Mismatch happens between BDM and domain XML If instance does not respond to ACPI hotplug during detach/attach.

Bug #1374508 reported by git-harry on 2014-09-26
42
This bug affects 6 people
Affects Status Importance Assigned to Milestone
OpenStack Compute (nova)
Medium
Ryan McNair
Nominated for Liberty by Roman Podoliaka
nova (Ubuntu)
Medium
Unassigned
Trusty
Medium
Hua Zhang

Bug Description

tempest.api.compute.servers.test_server_rescue_negative:ServerRescueNegativeTestJSON.test_rescued_vm_detach_volume

This test passes however it fails to properly cleanup after itself - the detach completes but without running the necessary iscsiadm commands.

In nova.virt.libvirt.volume.LibvirtISCSIVolumeDriver.disconnect_volume the list returned by self.connection._get_all_block_devices includes the host_device which means that self._disconnect_from_iscsi_portal is never run.

You can see evidence of this in /etc/iscsi/nodes as well as errors logged in /var/log/syslog

I'm guessing there is a race between the unrescue and the detach within libvirt. In nova.virt.libvirt.driver.LibvirtDriver.detach_volume if I put in a sleep before virt_dom.detachDeviceFlags(xml, flags) the detach appears to work properly however if I sleep after that line it does not appear to have any effect.

Boden R (boden) wrote :
git-harry (git-harry) wrote :

I don't see how this is a duplicate of #1317298 - that bug looks unrelated. This is not an issue with tempest timing out.

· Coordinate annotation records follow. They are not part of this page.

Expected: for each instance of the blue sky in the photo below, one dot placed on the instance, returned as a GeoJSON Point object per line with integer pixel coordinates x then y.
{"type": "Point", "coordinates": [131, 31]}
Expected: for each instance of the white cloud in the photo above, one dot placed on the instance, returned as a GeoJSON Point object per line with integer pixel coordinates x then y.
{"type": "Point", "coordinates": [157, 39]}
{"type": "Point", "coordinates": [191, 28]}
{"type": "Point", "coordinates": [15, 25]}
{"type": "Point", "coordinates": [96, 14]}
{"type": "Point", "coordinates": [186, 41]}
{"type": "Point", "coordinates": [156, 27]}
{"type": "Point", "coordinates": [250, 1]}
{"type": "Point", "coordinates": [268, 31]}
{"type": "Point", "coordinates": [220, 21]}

git-harry (git-harry) wrote :

I've removed the duplicate link.

Changed in nova:
importance: Undecided → Medium
status: New → Confirmed

I added https://bugs.launchpad.net/cinder/+bug/1440201 as a duplicate of this bug.

Further investigation there are some differences between normal volume detachment and this error case of volume detachment.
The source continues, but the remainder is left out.